Chief DiMonte stated that it happens approximately a
dozen times a year and those 12 times the city was not in a critical situation
but if it had been Gatineau would have been told that Ottawa paramedics could
not have assisted them at that time. It
must be noted that other local services such as from Renfrew or Stormont,
Dundas & Glengarry back up the City of Ottawa service and this is mandatory
in Ontario.
Chair Deans noted that this was the first report
where it has stated that the targets could not be met. She asked if a discussion was necessary on
the issue if the present targets are realistic.
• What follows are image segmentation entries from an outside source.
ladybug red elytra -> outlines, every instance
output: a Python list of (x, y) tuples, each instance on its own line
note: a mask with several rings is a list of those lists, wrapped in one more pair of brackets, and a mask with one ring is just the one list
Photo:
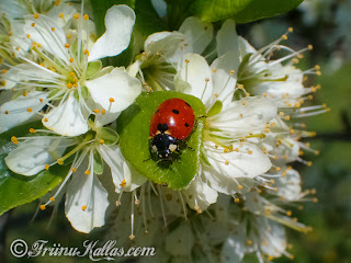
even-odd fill
[(155, 161), (172, 161), (180, 155), (180, 144), (193, 130), (193, 108), (181, 99), (162, 102), (154, 113), (149, 129), (149, 150)]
Chief DiMonte responded by saying that there is a
legislative opportunity coming where this can be revisited since so many other
jurisdictions are finding it difficult as well. Next year it may be time to look at the design. Mr. Kanellakos stated that the Auditor
General’s report to be tabled soon will beg the question of whether the City is
getting value for the money on this service which is a valid question but it
must be remembered that the resources have been overwhelmed by volume.
That Community and
Protective Services Committee and Council receive this report for information.
RECEIVED
[1] High and low density areas refer to call volume in relation to geographical area. High-density areas are defined as areas with greater than or equal to 24 calls per sq km per year in groups of 6 contiguous sq km.
[2] High and low density areas refer to call volume in relation to geographical area. Low-density areas are defined as areas that do not meet the high-density criterion. (Greater than or equal to 24 calls/sq km/year in 6 contiguous sq km – see previous footnote)
[3] Improving Access to Emergency Services: A Service Commitment. The Report of the Hospital Emergency Department and Ambulance Effectiveness Working Group Submitted to the Honourable George Smitherman, Minister of Health and Long Term Care Summer 2005.